= Council of Science Editors =

United States–based nonprofit organization

The Council of Science Editors (CSE), formerly the Council of Biology Editors (CBE; 1965–2000) and originally the Conference of Biology Editors (CBE; 1957–1965), is a United States–based nonprofit organization that supports editorial practice among scientific writers. In 2008, the CSE adopted the slogan "CSE: Education, Ethics, and Evidence for Editors (E4)".

A volunteer board of directors leads the Council, with the assistance of several committees. CSE is managed by Riggs Enterprise Corp, located in New Jersey.

== History and organization==

The organization was established in 1957 by the National Science Foundation and the American Institute of Biological Sciences as the Conference of Biology Editors (CBE). In 1965, the organization incorporated as the Council of Biology Editors "and soon thereafter expanded membership to include all scientific publishing endeavors from science editors to copy editors." On January 1, 2000, it was renamed the Council of Science Editors.

The membership of CSE comprises editorial professionals, mainly in the United States.

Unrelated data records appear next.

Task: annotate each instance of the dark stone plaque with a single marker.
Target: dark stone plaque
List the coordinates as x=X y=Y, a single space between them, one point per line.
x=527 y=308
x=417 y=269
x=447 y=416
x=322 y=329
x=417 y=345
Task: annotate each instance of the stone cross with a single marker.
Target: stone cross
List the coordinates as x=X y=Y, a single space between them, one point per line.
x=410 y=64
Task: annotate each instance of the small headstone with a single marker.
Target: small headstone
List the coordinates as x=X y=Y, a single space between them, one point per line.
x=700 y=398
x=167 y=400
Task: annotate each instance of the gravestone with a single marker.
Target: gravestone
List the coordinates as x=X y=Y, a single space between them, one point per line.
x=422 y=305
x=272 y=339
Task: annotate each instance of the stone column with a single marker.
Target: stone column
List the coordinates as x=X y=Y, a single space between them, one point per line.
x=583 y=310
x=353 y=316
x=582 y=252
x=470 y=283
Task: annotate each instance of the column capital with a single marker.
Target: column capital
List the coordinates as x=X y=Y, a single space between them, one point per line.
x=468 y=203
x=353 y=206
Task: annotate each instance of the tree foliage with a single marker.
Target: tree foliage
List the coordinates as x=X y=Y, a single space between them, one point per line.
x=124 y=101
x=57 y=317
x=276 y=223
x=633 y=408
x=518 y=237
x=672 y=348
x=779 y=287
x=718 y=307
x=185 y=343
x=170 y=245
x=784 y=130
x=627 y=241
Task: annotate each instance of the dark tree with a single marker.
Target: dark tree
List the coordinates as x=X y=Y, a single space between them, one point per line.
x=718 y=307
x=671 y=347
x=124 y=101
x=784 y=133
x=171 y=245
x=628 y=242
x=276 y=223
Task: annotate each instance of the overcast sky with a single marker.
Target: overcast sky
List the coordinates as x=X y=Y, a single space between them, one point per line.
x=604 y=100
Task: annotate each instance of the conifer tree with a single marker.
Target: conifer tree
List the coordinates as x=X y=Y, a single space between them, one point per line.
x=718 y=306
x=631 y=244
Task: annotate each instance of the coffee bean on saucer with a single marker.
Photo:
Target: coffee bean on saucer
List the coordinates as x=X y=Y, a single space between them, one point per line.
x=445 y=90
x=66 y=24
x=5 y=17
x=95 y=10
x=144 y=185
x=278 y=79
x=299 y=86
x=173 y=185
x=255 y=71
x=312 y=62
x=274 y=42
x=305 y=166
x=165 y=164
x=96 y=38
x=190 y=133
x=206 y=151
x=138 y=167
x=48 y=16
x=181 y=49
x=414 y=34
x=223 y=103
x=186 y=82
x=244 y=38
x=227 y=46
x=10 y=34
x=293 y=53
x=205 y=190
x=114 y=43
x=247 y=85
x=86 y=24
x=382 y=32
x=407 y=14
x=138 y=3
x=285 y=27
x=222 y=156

As well as providing services and advice online, CSE holds an annual meeting that includes short courses on topics such as journal editorship, publication management, manuscript editing, and journal metrics.

== Publications ==
CSE publishes a style guide for scientific papers, The CSE Manual, Ninth Edition: Scientific Style and Format for Authors, Editors, and Publishers, Council of Science Editors.

As of 2024, it is in the 9th edition, and has been renamed The CSE Manual The 8th edition was published in 2014, the 7th edition in 2006, and the 6th in 1994.

CSE has partnered with the University of Chicago Press to use the successful online platform of The Chicago Manual of Style (which provides users with search and personal annotation of the manual) to publish the CSE Manual online. Through this partnership, the eighth edition and ninth edition are available online.

Science Editor is the quarterly publication of the CSE; after one year, articles are available as open access (delayed open access).